Integrating Adjust with Snowplow to add mobile attribution data to the rest of your event data (1/2)


#1

Intro

Adjust provides a mobile attribution platform. It enables users to track what marketing channels drive mobile app installations.

Many Snowplow users who have mobile apps use Adjust to capture the sources (marketing channels) that drive app downloads. By integrating Adjust with Snowplow, it is straightforward to:

  1. Have your mobile attribution data (at the app installation event-level), with the rest of your event-level data, in Snowplow
  2. Join app installation data collected from Adjust, with other user event data collected through Snowplow from mobile, web or other platforms, in order to analyse the performance of those marketing channels and return on ad spend. This is typically used to drive future ad spend.

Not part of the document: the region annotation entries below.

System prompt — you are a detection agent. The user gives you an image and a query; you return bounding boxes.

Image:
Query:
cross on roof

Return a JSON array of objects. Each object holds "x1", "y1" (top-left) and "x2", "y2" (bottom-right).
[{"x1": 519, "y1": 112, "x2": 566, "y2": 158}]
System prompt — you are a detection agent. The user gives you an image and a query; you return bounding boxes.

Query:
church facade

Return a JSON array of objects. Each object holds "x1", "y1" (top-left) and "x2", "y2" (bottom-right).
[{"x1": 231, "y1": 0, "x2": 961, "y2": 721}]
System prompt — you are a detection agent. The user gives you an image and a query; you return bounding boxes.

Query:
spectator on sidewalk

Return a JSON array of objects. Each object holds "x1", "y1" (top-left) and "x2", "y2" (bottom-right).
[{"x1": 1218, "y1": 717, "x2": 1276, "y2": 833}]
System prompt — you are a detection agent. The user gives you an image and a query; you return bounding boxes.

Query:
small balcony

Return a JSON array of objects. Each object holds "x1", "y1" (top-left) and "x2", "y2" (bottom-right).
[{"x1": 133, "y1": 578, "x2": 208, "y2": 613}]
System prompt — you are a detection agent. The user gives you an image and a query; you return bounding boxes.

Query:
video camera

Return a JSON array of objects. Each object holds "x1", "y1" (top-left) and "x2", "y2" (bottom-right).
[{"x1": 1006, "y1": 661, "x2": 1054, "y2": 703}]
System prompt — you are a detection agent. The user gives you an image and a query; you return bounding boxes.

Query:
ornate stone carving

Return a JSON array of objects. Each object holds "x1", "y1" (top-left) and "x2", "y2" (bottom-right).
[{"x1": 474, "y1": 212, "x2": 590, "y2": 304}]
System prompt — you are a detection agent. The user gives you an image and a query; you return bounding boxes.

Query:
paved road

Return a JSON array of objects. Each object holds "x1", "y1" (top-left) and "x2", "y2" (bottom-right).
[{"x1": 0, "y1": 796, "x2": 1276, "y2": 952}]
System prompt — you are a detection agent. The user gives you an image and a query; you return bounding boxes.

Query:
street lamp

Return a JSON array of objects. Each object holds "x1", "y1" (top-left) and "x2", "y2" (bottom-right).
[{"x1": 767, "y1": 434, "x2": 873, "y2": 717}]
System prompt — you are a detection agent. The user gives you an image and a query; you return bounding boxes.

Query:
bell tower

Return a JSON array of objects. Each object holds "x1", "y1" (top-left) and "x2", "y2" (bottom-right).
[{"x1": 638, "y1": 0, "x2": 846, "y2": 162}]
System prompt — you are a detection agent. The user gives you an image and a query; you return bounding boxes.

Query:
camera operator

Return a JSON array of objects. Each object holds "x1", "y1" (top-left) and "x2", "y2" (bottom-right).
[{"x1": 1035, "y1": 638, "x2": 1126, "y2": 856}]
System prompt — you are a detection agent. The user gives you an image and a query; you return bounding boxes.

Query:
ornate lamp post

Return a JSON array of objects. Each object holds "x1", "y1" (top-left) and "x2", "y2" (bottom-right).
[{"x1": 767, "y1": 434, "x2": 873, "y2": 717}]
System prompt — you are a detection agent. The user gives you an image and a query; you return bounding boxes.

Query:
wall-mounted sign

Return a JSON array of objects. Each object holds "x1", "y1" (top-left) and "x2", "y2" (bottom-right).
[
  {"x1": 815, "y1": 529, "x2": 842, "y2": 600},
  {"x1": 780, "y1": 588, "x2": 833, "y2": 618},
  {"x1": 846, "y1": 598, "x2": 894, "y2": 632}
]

Integrating Adjust with Snowplow is straightforward. In this guide we will walk through the process.

How the integration works: an overview

The integration uses the Adjust Callback. We will configure this to send an app install event to the Snowplow collector when an app is installed, with the attribution data attached. In addition, we will set this up to send a reattribution event every time this occurs in Adjust to Snowplow. Again, this will contain all the data we need to figure out what drove an earlier app installation.

On the Snowplow side, we will use the Iglu webhook adapter to ensure that the event is correctly received and processed. We will create a schema for the event that matches the structure of the data sent from Adjust.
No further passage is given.